Originally created as a site focussed on emerging fashion talent, FashionIndie.com has expanded to include more opinionated commentary on the world of fashion, an opinion that is heavily influenced by Daniel Saynt’s experiences from his three years as editor-in-chief for the budding fashion website.
Recently, the online personality was noticed by GUCCI representatives who personally invited him to their Madonna hosted bash when the 24 year old blogger flogged the brand for not having representatives from New York’s fashion blogging community involved in their “Gucci Loves NY” campaign. Within minutes of posting the article, the story went viral popping up across the web on popular sites like FashionTribes.com and Glam.com hitting millions of readers across each of these networks.
A post on the fluorescent orange DKNY bikes, which resemble the “Ghost Bikes” that currently mark the grave spots of bikers killed by cars, also had the web buzzing. Dozens of bloggers began demanding that the company remove the bikes immediately with some threatening to remove them themselves through the use of chain cutters.
“We never realized how influential our blog was in the fashion world. Just yesterday morning a representative from American Express contacted us after we wrote about an invite they sent and then retracted for wednesday’s Peter Som fashion show.” Once the representative saw the post, Daniel Saynt was contacted to attend Zac Posen’s runway show as an apology for the “mistake”. “It seems that people are finally paying attention to the world of online fashion publishing. We’re just glad to be the site that’s making some PR reps sweat.” says Daniel Saynt.

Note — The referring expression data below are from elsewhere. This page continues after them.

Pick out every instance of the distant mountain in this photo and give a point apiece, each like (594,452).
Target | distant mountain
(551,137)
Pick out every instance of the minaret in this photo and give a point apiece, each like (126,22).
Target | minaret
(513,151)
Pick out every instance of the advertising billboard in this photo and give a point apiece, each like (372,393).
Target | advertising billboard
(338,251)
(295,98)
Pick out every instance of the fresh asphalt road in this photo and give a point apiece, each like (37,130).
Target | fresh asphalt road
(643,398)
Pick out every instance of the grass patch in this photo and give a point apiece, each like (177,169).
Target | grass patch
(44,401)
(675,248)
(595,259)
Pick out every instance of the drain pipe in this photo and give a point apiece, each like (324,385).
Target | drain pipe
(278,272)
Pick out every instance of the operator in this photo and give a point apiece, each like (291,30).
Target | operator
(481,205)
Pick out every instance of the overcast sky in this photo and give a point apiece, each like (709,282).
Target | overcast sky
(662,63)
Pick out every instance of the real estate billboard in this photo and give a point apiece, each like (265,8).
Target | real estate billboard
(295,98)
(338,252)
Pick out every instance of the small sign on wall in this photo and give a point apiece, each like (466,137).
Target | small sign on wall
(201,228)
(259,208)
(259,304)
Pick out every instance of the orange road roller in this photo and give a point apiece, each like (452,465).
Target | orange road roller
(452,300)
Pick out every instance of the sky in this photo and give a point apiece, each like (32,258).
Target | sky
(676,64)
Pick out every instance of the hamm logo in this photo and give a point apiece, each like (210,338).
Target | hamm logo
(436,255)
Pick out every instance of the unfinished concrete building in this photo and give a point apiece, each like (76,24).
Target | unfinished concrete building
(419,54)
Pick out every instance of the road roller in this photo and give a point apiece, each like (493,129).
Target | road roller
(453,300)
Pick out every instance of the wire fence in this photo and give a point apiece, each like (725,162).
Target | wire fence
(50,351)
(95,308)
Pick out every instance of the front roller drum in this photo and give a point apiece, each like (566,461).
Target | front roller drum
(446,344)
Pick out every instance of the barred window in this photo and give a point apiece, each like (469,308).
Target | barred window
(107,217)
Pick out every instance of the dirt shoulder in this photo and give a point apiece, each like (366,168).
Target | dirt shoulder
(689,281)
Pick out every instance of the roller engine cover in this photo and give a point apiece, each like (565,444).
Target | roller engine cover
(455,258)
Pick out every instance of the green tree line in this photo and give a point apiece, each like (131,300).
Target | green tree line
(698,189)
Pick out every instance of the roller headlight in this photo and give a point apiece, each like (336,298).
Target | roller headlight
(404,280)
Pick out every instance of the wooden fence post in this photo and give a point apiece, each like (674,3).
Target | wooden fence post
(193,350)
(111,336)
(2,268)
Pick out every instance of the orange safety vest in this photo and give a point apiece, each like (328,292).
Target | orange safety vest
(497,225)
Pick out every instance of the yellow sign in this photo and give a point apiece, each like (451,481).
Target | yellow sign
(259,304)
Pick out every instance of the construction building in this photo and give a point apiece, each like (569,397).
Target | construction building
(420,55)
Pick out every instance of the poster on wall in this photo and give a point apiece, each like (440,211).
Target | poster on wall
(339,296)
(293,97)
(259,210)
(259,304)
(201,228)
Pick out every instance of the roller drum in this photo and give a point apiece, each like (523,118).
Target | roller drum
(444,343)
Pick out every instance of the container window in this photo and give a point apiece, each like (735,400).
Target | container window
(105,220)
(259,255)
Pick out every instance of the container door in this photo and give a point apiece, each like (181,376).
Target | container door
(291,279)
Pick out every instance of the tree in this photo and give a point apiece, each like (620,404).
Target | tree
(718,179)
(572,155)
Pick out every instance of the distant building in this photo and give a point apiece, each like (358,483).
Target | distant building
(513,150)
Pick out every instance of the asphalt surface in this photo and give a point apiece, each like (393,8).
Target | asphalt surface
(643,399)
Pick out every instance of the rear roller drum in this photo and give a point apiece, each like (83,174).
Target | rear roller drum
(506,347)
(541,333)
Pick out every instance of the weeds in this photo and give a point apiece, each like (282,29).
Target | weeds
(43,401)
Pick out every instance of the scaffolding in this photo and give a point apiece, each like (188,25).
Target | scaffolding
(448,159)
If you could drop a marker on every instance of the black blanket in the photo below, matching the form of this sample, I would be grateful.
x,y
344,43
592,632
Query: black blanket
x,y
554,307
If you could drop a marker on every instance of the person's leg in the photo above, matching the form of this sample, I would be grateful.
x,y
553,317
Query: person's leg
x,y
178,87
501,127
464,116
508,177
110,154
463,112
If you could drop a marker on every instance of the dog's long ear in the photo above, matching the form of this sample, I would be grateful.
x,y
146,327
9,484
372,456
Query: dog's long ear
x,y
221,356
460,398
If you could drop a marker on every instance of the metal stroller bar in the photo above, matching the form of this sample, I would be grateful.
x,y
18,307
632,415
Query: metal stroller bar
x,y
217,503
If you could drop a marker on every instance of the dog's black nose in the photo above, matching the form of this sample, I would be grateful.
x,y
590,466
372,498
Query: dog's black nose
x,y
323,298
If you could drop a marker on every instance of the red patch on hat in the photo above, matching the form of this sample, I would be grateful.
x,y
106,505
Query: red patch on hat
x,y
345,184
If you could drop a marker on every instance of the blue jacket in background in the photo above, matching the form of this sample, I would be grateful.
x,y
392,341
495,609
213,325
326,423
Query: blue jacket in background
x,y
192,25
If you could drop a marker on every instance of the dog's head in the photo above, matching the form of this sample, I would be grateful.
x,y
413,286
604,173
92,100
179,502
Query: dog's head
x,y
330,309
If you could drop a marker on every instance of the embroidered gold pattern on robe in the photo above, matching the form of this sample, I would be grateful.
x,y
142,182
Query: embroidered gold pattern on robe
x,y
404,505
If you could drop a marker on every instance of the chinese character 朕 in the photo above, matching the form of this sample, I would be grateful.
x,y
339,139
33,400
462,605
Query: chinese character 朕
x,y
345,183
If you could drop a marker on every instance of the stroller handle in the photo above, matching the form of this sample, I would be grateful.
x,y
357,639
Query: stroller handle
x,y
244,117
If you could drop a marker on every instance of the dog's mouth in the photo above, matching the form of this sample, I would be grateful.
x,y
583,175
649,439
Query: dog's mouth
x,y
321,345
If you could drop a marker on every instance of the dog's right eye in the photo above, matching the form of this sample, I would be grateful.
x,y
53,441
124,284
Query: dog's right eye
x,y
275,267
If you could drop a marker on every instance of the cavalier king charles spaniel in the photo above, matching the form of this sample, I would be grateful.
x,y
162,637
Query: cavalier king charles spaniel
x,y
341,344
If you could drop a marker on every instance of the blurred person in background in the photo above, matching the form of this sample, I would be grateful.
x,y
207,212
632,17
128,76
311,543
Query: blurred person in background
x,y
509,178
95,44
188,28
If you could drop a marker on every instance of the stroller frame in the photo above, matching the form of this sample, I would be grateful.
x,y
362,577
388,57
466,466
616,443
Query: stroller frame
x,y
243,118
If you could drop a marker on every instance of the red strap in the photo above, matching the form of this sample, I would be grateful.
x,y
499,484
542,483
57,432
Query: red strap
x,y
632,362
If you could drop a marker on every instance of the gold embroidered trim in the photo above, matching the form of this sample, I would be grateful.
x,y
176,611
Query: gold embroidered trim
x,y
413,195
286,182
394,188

With over 150,000 monthly readers FashionIndie.com has become “the spot” for independent fashion opinions, a title that the young fashion company will not give up easily. Future articles will focus on “The BASHED“, a long list of annoying fashion personalities who Daniel Saynt has met personally and thoroughly dislikes. “Basically, Fashion Indie will let you know who’s a jerk, who’s a douche, and who just needs to take a cyanide pill and end their life in the world of fashion.” Recent BASHING’s of Thom Brown Fall 2008 collection have already been circulating through the web within minutes of posting.